There are places you go where you feel your life change. Maybe it stems from my Bohemian Great-grandmother but I have lived in a lot of cities. Some of these so dear to me that I consider them hometowns. The first time I exited the coastal highway to Montecito I knew I had found my next hometown.
Those who are lucky enough to live in a place like Santa Barbara know everything grows here. The American Riviera they call it, an oceanic wonderland with coastal mountains ripe with avocado farms, lemon groves, olive orchards and an abundance of vineyards. To live in the communities of Santa Barbara–like Montecito–your homes cascade with fruit and flowers.
My home is ever full of roses. In fact, I made a vow to myself after a an illness that I would always surround myself with beautiful, healing fresh flowers. Peonies, hyacinth, jasmine, gardenias, sunflowers, lavender, but most of all roses.

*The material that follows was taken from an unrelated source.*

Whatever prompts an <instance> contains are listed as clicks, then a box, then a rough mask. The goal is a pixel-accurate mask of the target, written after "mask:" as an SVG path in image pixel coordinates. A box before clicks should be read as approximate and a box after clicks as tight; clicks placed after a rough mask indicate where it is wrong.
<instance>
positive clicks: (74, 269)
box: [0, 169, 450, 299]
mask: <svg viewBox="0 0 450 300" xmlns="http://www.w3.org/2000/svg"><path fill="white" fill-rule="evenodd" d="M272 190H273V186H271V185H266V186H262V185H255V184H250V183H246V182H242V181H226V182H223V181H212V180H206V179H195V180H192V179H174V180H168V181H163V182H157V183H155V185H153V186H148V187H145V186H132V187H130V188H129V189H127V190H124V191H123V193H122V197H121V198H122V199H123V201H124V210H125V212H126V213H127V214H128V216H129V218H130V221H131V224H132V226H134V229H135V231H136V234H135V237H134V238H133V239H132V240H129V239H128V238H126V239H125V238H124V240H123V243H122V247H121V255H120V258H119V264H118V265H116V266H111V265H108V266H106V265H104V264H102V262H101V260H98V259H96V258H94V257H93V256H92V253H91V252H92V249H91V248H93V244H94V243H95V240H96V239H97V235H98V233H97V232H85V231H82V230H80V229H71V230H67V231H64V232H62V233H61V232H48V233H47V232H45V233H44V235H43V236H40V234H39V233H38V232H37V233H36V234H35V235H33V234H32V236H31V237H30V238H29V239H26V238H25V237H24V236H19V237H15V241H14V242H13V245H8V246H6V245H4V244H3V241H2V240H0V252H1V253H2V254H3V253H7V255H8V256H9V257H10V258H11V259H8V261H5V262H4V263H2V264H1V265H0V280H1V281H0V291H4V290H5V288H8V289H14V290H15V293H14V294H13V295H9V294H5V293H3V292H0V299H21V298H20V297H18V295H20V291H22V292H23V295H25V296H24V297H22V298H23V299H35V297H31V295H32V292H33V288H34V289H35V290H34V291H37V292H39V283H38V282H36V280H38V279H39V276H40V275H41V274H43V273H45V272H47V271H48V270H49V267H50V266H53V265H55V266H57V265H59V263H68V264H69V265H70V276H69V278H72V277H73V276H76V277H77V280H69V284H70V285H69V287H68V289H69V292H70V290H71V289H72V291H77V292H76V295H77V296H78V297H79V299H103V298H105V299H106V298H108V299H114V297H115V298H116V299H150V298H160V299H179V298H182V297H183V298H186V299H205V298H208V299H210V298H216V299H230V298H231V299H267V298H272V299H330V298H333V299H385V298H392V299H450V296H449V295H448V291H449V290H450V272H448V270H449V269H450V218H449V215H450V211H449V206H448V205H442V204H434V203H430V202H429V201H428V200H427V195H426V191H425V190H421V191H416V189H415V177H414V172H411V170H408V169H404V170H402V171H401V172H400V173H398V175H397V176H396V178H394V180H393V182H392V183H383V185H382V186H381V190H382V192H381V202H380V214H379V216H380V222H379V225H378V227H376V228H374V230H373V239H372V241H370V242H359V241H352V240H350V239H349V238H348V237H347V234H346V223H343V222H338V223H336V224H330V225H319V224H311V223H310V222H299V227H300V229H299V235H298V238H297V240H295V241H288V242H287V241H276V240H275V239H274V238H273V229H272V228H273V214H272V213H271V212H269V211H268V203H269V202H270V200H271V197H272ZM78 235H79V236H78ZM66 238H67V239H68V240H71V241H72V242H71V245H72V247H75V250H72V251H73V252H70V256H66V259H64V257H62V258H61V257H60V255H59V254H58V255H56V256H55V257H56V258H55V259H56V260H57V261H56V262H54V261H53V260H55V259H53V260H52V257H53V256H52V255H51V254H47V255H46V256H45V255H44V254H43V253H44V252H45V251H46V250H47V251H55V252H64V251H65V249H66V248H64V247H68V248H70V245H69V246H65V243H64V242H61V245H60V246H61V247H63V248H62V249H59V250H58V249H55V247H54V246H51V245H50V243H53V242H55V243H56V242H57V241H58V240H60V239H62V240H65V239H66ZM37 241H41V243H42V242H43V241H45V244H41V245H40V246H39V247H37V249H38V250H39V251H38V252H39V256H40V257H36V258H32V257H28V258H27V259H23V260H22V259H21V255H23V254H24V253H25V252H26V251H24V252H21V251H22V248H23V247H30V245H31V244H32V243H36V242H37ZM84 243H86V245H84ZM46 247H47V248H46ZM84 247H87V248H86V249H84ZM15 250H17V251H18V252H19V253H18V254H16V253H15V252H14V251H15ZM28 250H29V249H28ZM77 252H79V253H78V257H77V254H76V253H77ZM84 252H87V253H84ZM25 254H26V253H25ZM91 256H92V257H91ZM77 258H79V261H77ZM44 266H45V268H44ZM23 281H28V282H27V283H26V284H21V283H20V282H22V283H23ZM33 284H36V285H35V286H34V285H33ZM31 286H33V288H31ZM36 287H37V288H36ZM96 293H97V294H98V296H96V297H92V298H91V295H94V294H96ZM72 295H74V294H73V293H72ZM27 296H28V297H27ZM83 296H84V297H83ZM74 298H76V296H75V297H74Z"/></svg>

And so it was. I found a little house in the heart of Montecito with lush roses blooming outside my windows. I had manifested my sanctuary.
Then came the fire.
As of December of 2017 the Thomas Fire had become the largest wildfire in California history. It threatened our peace, snowed down ash, covered our ocean and skies with an endless unbearable smoke, and eventually drove us from our homes. I evacuated to LA to the comfort of old friends, whose hospitality I still treasure immensely. I watched a digital fire map tracking the fire as it grew closer to my house each day.
Just before Christmas we were allowed to return. The fire had been contained and the brilliant work of 8,500 firefighters from across the state had saved many Montecito homes from burning.
As I drove in I toured my home. Flame retardant stained the trees. I saw flattened land where homes once stood. Empty gates protecting nothing but scorched earth, and ash everywhere, so much ash.
Yet, through it all my house still stood. As I walked through the gate, after weeks of evacuation, road weary and sick with smoke, I was greeted by the marvel of a single red rose. My lone survivor. Blooming out of a bed of ash she stood, a conqueror, as if to say, Welcome home. Home is here.
My Montecito Rose.
Rick and Shirley Calhoun says
Thanks for sharing this experience. We were quite touched by this post. Sounds like you are truly blessed.